Ele respondeu positiviamente
Ela, curiosa, perguntou: e na vida, na carreira, dependendo do prisma, estou acima de sua caveira
Mas isso não importava, porque o que mais o angustiava era que na única forma em que ele por cima estava era quando, de cima abaixo, ele a olhava

Ela disse: não posso conversar porque estou irritada, vou embora, eu to tremendo, abre a porta.
Mas ele não a ouvia, ria e se aproximava

E ela continuava:
“Não estou mais aqui em mim”, “estou em todas as mulheres que essa merda enfrentaram”
E gritou:
Tu nunca mais vai me ver
E bravejou:
Se eu souber que tu fez merda para alguma mulher, tu tá perdido
E especificou:
Se eu souber que tu fez merda para alguma aluna minha, tu tá fodido

E ele veio calmo e sarcástico dizendo:
“Tu não sabe como tais me ofendendo”
Ué, ela disse, mas eu nunca te fiz nem te disse nada de ruim
E ele: “e quando vc me deu de dedo na cara e ficou superior a mim?”
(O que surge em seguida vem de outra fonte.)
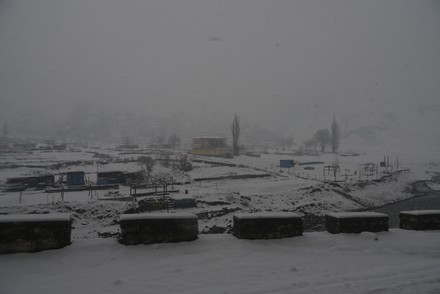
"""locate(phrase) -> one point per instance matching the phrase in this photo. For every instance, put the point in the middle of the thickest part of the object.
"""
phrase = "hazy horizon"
(286, 66)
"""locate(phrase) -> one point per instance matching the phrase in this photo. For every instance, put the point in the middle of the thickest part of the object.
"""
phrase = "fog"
(285, 66)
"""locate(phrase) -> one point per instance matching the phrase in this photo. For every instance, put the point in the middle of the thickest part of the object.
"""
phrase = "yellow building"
(211, 146)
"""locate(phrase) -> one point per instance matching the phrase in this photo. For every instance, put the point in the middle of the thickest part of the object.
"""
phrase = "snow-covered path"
(397, 262)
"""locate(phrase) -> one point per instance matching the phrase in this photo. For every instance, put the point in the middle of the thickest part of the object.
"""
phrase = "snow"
(138, 216)
(53, 217)
(422, 212)
(399, 261)
(366, 214)
(266, 215)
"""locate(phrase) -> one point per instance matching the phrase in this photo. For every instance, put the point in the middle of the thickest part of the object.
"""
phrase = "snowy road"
(398, 261)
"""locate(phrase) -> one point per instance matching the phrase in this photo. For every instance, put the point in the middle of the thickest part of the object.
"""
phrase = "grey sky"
(273, 62)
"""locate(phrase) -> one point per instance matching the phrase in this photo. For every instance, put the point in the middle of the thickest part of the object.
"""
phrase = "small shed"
(75, 178)
(287, 163)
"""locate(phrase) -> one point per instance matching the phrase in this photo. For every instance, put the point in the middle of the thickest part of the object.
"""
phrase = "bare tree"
(322, 137)
(148, 162)
(174, 140)
(5, 129)
(335, 136)
(235, 134)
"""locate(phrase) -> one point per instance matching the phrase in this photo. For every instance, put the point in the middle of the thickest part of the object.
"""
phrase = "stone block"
(420, 220)
(158, 228)
(267, 226)
(356, 222)
(34, 232)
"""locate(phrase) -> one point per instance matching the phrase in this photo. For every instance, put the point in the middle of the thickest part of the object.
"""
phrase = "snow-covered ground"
(301, 190)
(397, 261)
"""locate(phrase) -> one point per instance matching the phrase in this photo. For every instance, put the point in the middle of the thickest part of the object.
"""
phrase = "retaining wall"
(267, 226)
(420, 220)
(157, 228)
(356, 222)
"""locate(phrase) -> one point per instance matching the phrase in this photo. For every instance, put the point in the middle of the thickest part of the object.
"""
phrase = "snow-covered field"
(303, 189)
(397, 261)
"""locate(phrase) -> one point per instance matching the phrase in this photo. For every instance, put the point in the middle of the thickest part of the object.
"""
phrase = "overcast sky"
(269, 61)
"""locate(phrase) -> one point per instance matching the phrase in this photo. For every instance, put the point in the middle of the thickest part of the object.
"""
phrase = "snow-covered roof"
(139, 216)
(18, 218)
(421, 212)
(365, 214)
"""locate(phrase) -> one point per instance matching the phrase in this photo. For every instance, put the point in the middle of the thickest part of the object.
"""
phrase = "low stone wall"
(157, 228)
(267, 226)
(34, 232)
(356, 222)
(420, 220)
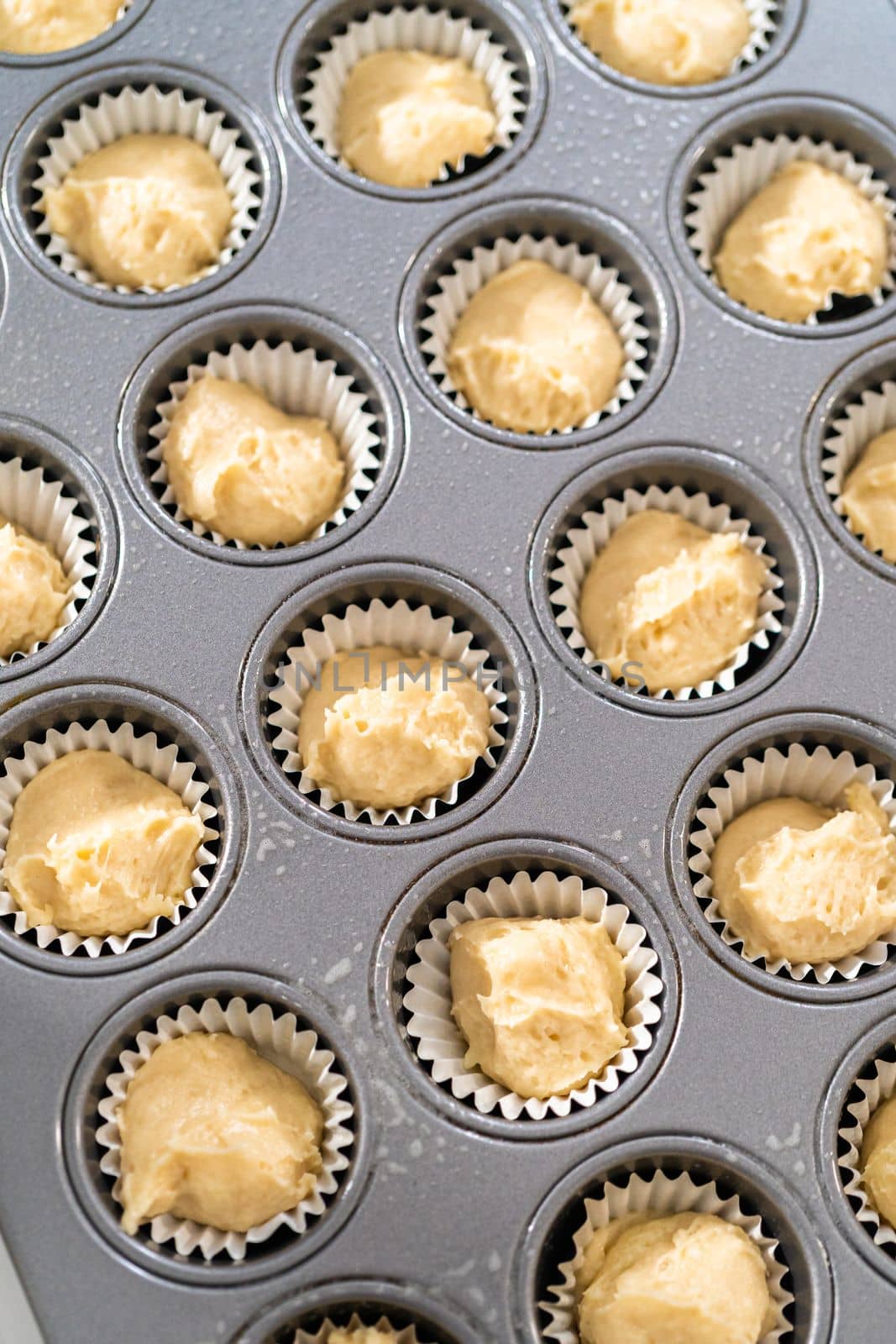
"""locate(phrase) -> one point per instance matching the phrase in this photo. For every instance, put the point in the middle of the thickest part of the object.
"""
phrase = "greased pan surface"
(446, 1215)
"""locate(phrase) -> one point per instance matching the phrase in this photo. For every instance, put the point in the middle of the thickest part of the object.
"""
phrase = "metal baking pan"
(446, 1218)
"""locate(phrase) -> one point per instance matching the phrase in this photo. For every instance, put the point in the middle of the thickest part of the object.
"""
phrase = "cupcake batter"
(806, 235)
(879, 1160)
(145, 212)
(671, 597)
(98, 847)
(376, 737)
(540, 1001)
(804, 884)
(667, 42)
(683, 1278)
(533, 353)
(406, 114)
(35, 27)
(246, 470)
(869, 496)
(34, 591)
(212, 1132)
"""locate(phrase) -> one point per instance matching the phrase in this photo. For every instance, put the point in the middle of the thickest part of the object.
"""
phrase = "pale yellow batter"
(539, 1001)
(533, 353)
(35, 27)
(683, 1278)
(667, 42)
(98, 847)
(378, 738)
(212, 1132)
(147, 210)
(804, 884)
(406, 114)
(869, 495)
(879, 1160)
(363, 1335)
(671, 597)
(34, 591)
(806, 235)
(249, 470)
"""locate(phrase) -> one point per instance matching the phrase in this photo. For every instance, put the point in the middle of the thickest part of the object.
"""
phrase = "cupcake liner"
(441, 1046)
(300, 383)
(148, 111)
(817, 776)
(763, 24)
(873, 413)
(584, 542)
(434, 31)
(661, 1195)
(280, 1041)
(42, 507)
(322, 1336)
(144, 752)
(456, 288)
(735, 178)
(399, 625)
(875, 1089)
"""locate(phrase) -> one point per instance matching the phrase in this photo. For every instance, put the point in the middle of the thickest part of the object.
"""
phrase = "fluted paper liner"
(763, 24)
(817, 776)
(42, 507)
(148, 111)
(661, 1195)
(436, 1035)
(277, 1038)
(735, 178)
(143, 750)
(438, 33)
(300, 383)
(454, 289)
(876, 1085)
(593, 531)
(399, 625)
(862, 420)
(322, 1336)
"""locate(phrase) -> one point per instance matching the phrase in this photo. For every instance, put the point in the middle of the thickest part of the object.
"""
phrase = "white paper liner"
(300, 383)
(663, 1195)
(584, 542)
(875, 1088)
(817, 776)
(144, 752)
(42, 507)
(434, 31)
(735, 178)
(763, 24)
(150, 111)
(54, 55)
(872, 414)
(278, 1039)
(398, 625)
(456, 288)
(443, 1047)
(322, 1336)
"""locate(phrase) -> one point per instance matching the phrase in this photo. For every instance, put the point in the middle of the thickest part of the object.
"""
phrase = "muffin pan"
(449, 1220)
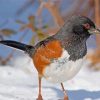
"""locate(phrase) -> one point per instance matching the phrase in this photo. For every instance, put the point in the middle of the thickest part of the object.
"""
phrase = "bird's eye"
(87, 26)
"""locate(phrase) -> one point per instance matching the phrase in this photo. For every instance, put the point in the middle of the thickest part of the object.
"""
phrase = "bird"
(59, 57)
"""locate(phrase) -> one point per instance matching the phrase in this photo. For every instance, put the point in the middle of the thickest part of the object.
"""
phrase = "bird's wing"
(45, 53)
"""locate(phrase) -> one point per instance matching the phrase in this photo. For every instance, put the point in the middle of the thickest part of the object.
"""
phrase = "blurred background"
(30, 21)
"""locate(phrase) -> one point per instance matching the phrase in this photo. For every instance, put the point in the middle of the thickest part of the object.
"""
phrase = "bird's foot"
(66, 98)
(39, 97)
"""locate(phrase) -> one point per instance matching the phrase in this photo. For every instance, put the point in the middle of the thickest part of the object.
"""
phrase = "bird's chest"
(62, 69)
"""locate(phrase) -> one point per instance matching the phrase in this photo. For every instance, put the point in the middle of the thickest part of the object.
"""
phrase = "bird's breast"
(62, 69)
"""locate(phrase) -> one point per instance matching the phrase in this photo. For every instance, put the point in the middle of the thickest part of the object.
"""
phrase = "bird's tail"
(27, 48)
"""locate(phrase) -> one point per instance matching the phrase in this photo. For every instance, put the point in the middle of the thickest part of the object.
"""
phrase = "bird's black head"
(83, 25)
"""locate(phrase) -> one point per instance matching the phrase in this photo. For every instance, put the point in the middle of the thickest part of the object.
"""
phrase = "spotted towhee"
(58, 58)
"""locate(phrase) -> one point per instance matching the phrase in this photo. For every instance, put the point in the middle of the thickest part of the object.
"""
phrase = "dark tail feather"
(17, 45)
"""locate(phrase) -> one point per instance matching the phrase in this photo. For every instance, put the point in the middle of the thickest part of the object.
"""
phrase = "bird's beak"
(94, 31)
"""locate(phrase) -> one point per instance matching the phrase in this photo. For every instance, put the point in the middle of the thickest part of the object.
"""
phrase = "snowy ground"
(19, 82)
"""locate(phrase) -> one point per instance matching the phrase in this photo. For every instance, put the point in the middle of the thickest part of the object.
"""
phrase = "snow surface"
(19, 82)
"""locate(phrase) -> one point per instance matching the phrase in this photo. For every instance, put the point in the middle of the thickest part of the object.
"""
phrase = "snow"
(19, 81)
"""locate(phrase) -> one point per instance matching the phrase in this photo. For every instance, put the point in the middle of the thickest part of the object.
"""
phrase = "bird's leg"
(65, 95)
(39, 95)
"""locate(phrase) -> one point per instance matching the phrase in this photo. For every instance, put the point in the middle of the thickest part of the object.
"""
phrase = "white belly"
(62, 70)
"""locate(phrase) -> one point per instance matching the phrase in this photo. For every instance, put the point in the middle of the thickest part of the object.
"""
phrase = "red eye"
(87, 26)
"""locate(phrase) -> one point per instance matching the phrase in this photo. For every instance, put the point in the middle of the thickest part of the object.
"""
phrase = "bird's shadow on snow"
(78, 94)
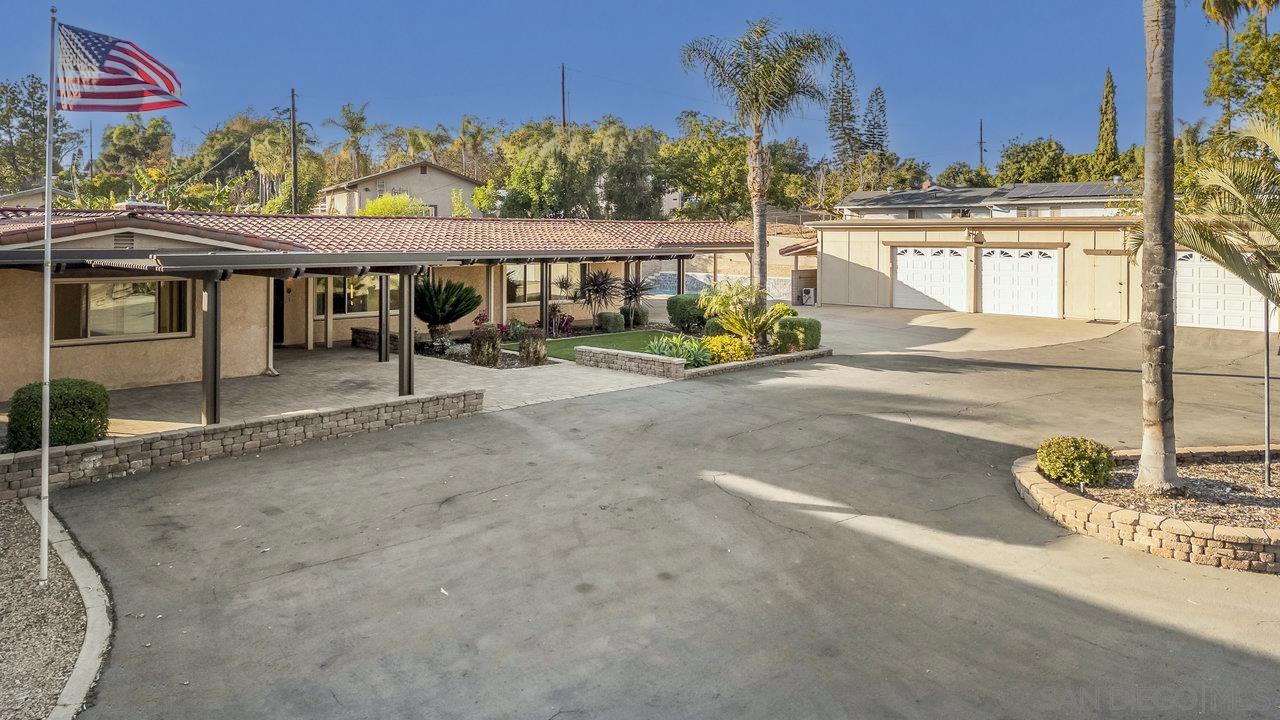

Ali ela viu o poço e entendeu que tudo que ele interpretava era desgosto
Confundiu “estar em pé para ir embora” com “superioridade”
Confundiu respeito com pé nojento de igualdade
Ele quis se manter por cima dando de dedo na cara da inimiga, usando sua altura como arma de psicologia

E ele veio de novo, dando de dedo
Ela caminhava para trás, ele vinha  pra cima, querendo meter medo

Ela queria empurrar, ela queria bater
E bateu: um tapa no peito que foi nela que mais doeu

Ele olhou para o lugar do tapa, riu, olhou para ela e perquiriu:
Então quer dizer que mulher pode bater em homem e homem não pode bater em mulher?

Aqui preferi não rimar pra vocês degustarem o quanto isso é um desumanizar

Aí ela gritou e berrou mais alto
Machista, seu bosta
Abre logo essa porta

Nesse contexto, de uma república com 5 caras, ngm apareceu
Nem a guria que estava com um deles, a que eles chamaram de dama
Que, no jargão popular é a mulher que faz programa.

Até que ele, debochado, devagar e acalmado, abriu a porta:
- Isso é agressão, sabia, esperta?
E ela:
- Então vai na delegacia e faz um BO, seu merda

Ela não chorou, ficou na raiva, saiu batendo portão, enfurecida
Bloqueou contatos, saiu pela rua, sem saída, perdida
Ligou para uma amiga

Quem a acolheu foi a Marília, do artigo de Violências que na semana passada a gente leu
E o que vocês n]ao sabem é que essa guria era eu.